Job market may not be as strong as expected
Economists mostly shrugged off news that hiring slowed in March as a one-month aberration. But what if they’re wrongâ¢ What if the sharp drop in job creation signaled something more ominous?
Investors appeared worried on Monday. The Dow Jones industrial average lost 131 points on the first day of trading since the government said on Friday that employers added just 120,000 jobs in March. That was only half the pace of hiring recorded in December through February and well below the 210,000 economists had expected.
Economists were quick to explain away the March numbers.
Unseasonably warm weather in January and February, they said, had led construction companies and other employers to hire workers earlier in the year than usual — in effect, swiping jobs that would have occurred in March.
And they noted that jobs numbers typically bounce around from month to month. Some economists are waiting to find out whether employment growth picks up again when the hiring numbers for April are announced the first week of May.
But many can list reasons to worry about the job market. Here are five:
— Sluggish economic growth. The economy hasn’t been growing fast enough to sustain the level of job growth the United States enjoyed from December through February — an average of 246,000 jobs a month. The economy is expected to grow about 2.5 percent this year. Economists say that’s consistent with monthly job growth of about 140,000.
— Higher gasoline prices. They have risen 65 cents this year to a national average of $3.93 per gallon, according to the AAA Daily Fuel Gauge. Economists had expected consumers to keep spending at a healthy pace in the face of higher prices at the pump. But retailers cut more than 62,000 jobs in February and March, which suggests that gasoline price increases might have started to pinch consumers’ budgets.
— Shrinking incomes. Companies cut workers’ hours in March, reducing their average weekly earnings. Pay isn’t keeping up with inflation either. In February, inflation-adjusted earnings were 1 percent lower than a year earlier. That means less money to spend without borrowing or dipping into savings.

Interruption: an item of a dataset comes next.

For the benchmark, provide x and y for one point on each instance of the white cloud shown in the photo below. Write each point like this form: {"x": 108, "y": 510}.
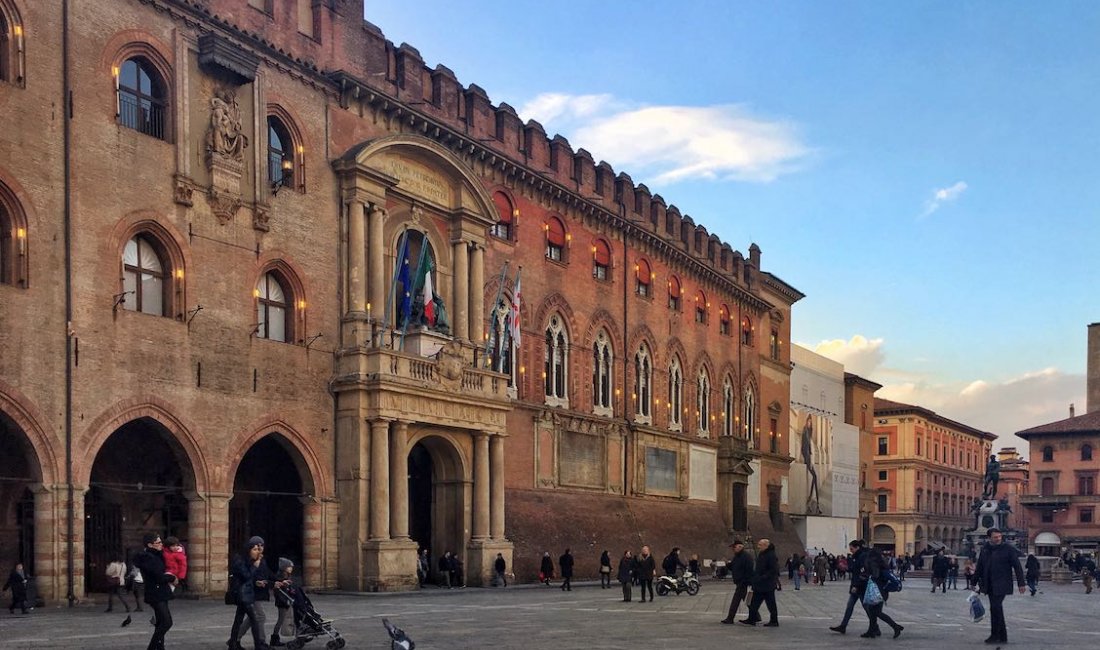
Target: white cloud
{"x": 674, "y": 143}
{"x": 944, "y": 195}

— Job-market dropouts. The economy has added nearly 1.9 million jobs during the past year, and the unemployment rate has fallen from 9.1 percent to 8.2 percent since August. But the job market might not be as strong as those numbers suggest. One broad measure of the labor market’s health refuses to strengthen: The percentage of the working-age population that’s working has been stuck below 59 percent for 2 1/2 years. Many economists say millions of Americans have given up looking for work.
— A lot of catching up to do. The solid job gains of December to February disguised a painful fact: The economy still has a long way to go to recover all of the jobs that were lost. From January 2008 to February 2010, the economy lost 8.8 million jobs. Only about 3.6 million of those have been regained.